# calgary/carpentry work



## jdiz (Sep 14, 2010)

hi All,

i am looking for some information about calgary as a place to live & work.....my boyfriend & i are looking to move in March 2012 from dublin, we have a 1 year IEC visa & are applying for the second one in jan so hope to have 2 years visa's to use before we go.... for some reason i am liking the sound of calgary in terms of work & life & climate..... even though i understand the winters are very very harsh. 

i would love to hear from anyone who has made this move, did it take long to get work, what are the wages like.... what is life like there? woul you recommend it. is it hard to find work on an IEC visa?
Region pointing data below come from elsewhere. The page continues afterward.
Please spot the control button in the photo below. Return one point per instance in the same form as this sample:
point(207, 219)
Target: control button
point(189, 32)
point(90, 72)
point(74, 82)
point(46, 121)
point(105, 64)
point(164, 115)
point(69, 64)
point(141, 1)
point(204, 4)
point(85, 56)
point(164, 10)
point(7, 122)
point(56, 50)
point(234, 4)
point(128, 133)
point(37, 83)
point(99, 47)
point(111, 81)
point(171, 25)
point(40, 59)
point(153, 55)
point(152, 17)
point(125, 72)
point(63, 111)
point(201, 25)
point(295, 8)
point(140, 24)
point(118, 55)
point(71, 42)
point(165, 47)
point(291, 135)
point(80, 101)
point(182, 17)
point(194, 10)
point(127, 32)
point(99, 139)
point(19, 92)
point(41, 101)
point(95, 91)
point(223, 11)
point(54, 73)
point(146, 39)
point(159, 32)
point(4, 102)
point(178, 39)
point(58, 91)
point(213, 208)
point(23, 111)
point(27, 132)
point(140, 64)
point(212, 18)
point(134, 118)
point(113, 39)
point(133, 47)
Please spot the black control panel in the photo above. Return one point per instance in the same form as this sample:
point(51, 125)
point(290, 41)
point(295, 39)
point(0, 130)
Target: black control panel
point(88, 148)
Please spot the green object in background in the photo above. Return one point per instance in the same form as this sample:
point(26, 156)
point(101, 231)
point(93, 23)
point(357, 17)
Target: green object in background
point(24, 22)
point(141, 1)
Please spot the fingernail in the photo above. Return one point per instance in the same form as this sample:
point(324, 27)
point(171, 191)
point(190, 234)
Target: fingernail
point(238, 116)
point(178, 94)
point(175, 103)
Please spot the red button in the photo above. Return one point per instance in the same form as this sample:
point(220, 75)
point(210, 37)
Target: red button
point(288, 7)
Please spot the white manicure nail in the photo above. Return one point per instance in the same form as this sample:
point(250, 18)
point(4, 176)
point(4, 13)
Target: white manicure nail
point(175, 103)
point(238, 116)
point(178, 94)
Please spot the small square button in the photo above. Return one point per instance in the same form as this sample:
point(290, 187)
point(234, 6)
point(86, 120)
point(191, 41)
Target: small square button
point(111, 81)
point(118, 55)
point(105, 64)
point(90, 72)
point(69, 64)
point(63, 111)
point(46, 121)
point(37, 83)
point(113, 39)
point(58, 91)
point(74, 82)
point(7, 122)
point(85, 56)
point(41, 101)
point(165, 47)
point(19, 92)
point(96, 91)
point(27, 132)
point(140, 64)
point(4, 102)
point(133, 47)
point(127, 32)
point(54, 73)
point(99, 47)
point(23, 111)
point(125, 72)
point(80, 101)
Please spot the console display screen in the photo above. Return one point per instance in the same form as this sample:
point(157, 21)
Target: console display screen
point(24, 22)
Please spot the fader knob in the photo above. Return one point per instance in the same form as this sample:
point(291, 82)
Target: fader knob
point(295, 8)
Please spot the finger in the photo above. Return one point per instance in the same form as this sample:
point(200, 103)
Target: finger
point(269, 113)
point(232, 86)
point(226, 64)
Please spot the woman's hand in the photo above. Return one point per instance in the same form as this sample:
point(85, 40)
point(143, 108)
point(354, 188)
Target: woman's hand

We are hoping to stay away from typical working holiday jobs but at the same time will be flexible if we have to! ....this might be a more permanent move if we can do that so would appreciate any advice/information at all. 

thanks !


----------



## Ilz (Dec 2, 2011)

Hi there; 

Sounds like you're in the same position as my partner and I.. We just received our IEC approved and are looking to travel for a couple of months then hopefully get to Canada in June-July 2012. We are from Australia and were initially planning on Vancouver but after some research and friendly advice it seems it's a little too expensive.. So we've decided to look into Calgary.. And yes we too have heard it's prettttty cold! But one of the reasons we want Canada is the climate. As with you guys we are open to doing any job but would prefer something in our fields or related. I am a social worker and have applied for my degree to be recognized by the Canadian body of social work so I can attach that to my resume. My partner is a plumber and is currently doing an extra course so hopefully that helps. He is open to any labouring job. 

Have you had any luck with some advice?

Cheers 
Ilz


----------



## jdiz (Sep 14, 2010)

i havent had any advice yet but found some pages on facebook - irish in calgary & that sort of thing so going to try there too!!


----------